Mit neuen EU-Verordnungen stehen der EU-Kommission mittlerweile auch scharfe Werkzeuge zur Verfügung, direkt in die Lohn- und Sozialpolitik der Mitgliedsstaaten zu intervenieren. Es wundert daher wenig, dass die Kapitalseite auch in Österreich Morgenluft wittert, um mit dem Rückwind aus Brüssel Kollektivverträge zu attackieren. Speerspitze dieser Attacken ist offensichtlich die exportorientierte Großindustrie, die etwa die Aufspaltung der KV-Verhandlungen im Metallbereich durchsetzte. Der nächste Angriff auf kollektive Arbeitsbestimmungen läuft derzeit bei der Arbeitszeit. Über Betriebsvereinbarungen bzw. Einzelverträge soll der Weg in den 12-Stundenarbeitstag „gleitend“ geebnet werden. 

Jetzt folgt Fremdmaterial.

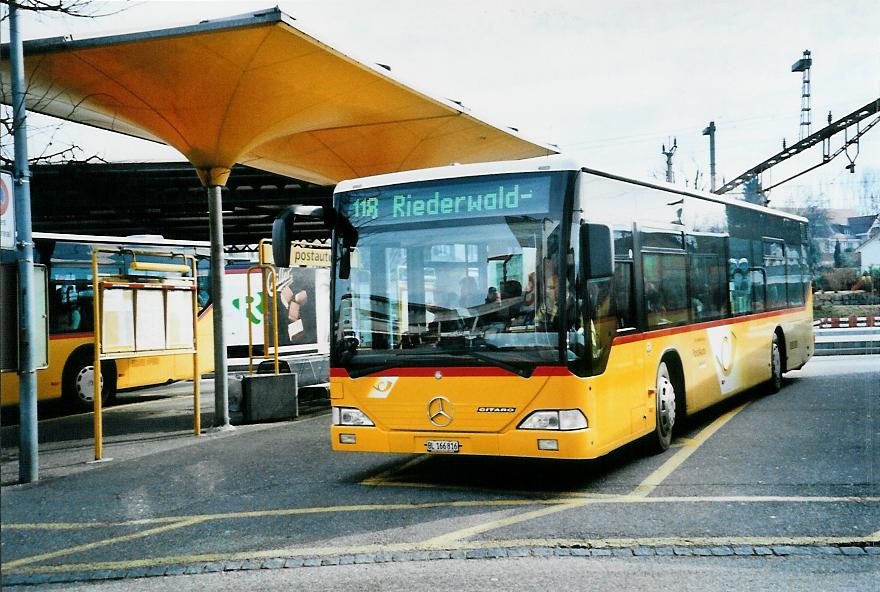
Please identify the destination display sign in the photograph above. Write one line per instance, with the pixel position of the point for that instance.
(462, 198)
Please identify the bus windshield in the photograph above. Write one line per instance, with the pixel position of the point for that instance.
(459, 272)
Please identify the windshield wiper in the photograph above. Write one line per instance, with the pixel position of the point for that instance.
(500, 363)
(365, 370)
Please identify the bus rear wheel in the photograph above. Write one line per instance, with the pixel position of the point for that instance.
(774, 385)
(78, 381)
(665, 410)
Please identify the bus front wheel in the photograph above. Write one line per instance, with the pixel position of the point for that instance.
(78, 381)
(665, 410)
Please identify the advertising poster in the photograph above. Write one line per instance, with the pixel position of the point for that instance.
(301, 307)
(7, 212)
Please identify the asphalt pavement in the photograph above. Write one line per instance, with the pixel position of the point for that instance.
(751, 488)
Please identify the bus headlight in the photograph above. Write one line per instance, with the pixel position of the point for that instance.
(350, 416)
(556, 419)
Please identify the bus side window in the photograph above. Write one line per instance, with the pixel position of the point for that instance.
(623, 295)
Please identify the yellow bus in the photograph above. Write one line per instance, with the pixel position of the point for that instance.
(539, 308)
(70, 373)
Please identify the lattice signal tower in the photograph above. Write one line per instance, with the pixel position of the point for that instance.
(803, 65)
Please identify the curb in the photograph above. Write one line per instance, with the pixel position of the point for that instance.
(855, 549)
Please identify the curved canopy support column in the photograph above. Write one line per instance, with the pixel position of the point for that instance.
(221, 374)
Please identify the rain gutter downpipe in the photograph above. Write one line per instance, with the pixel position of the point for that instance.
(28, 459)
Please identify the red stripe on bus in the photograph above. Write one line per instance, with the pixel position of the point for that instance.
(456, 371)
(72, 336)
(702, 326)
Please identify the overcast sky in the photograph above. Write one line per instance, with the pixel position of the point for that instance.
(608, 81)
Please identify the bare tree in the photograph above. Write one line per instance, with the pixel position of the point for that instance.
(53, 148)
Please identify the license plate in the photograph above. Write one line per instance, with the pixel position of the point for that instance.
(442, 445)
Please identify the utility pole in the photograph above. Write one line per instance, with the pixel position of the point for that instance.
(668, 154)
(28, 460)
(710, 131)
(803, 65)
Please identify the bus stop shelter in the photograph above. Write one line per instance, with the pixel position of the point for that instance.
(255, 89)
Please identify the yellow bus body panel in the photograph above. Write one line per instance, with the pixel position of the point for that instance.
(719, 359)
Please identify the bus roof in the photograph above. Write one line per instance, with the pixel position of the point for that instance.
(558, 162)
(140, 240)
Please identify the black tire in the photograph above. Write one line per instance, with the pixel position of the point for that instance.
(774, 385)
(665, 408)
(77, 381)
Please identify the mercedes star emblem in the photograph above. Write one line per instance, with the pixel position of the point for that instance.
(440, 411)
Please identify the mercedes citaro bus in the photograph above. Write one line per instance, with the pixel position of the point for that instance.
(538, 308)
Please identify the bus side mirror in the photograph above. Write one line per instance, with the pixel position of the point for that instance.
(283, 230)
(597, 251)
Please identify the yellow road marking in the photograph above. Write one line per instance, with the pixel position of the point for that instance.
(643, 490)
(381, 477)
(305, 552)
(102, 543)
(647, 486)
(452, 537)
(600, 498)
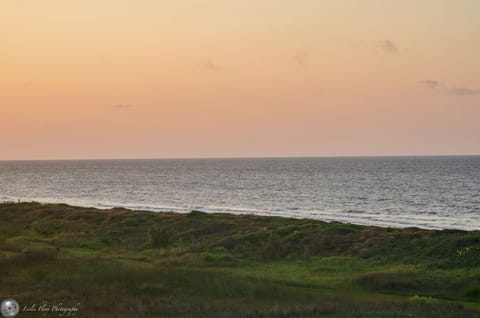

Die ArbeitnehmerInnen in Österreich zählen zu den großen VerliererInnen des EU-Beitritts. Nettoreal pro Arbeitnehmer gab es zwischen 1995 und 2012 keine Reallohnerhöhungen mehr, obwohl in diesem Zeitraum die reale Wirtschaftsleistung je Beschäftigten um über 23% gestiegen ist. Die durchschnittlichen Realeinkommen der ArbeiterInnen sanken zwischen 1998 und 2011 um 12% (Rechnungshofbericht 2012, Rechnungshof). Die Arbeitslosigkeit befindet sich auf Rekordhoch. Auch bei ÖGB und AK beginnt die Erkenntnis zu reifen, worin der machtpolitische Kern der EU besteht. Lukas Oberndorfer von der AK-Wien: „Strategisch handelnde Akteure mit entsprechenden Interessen (nationale Staatsapparate [zB Finanzministerien], transnationale Investoren, Geldvermögensbesitzer, die Kommission,…) verschieben u. a. die Wirtschafts‐ und Währungspolitik auf die europäische Ebene, weil sie sich davon eine erleichterte Durchsetzung ihrer Interessen erwarten.“ (4) 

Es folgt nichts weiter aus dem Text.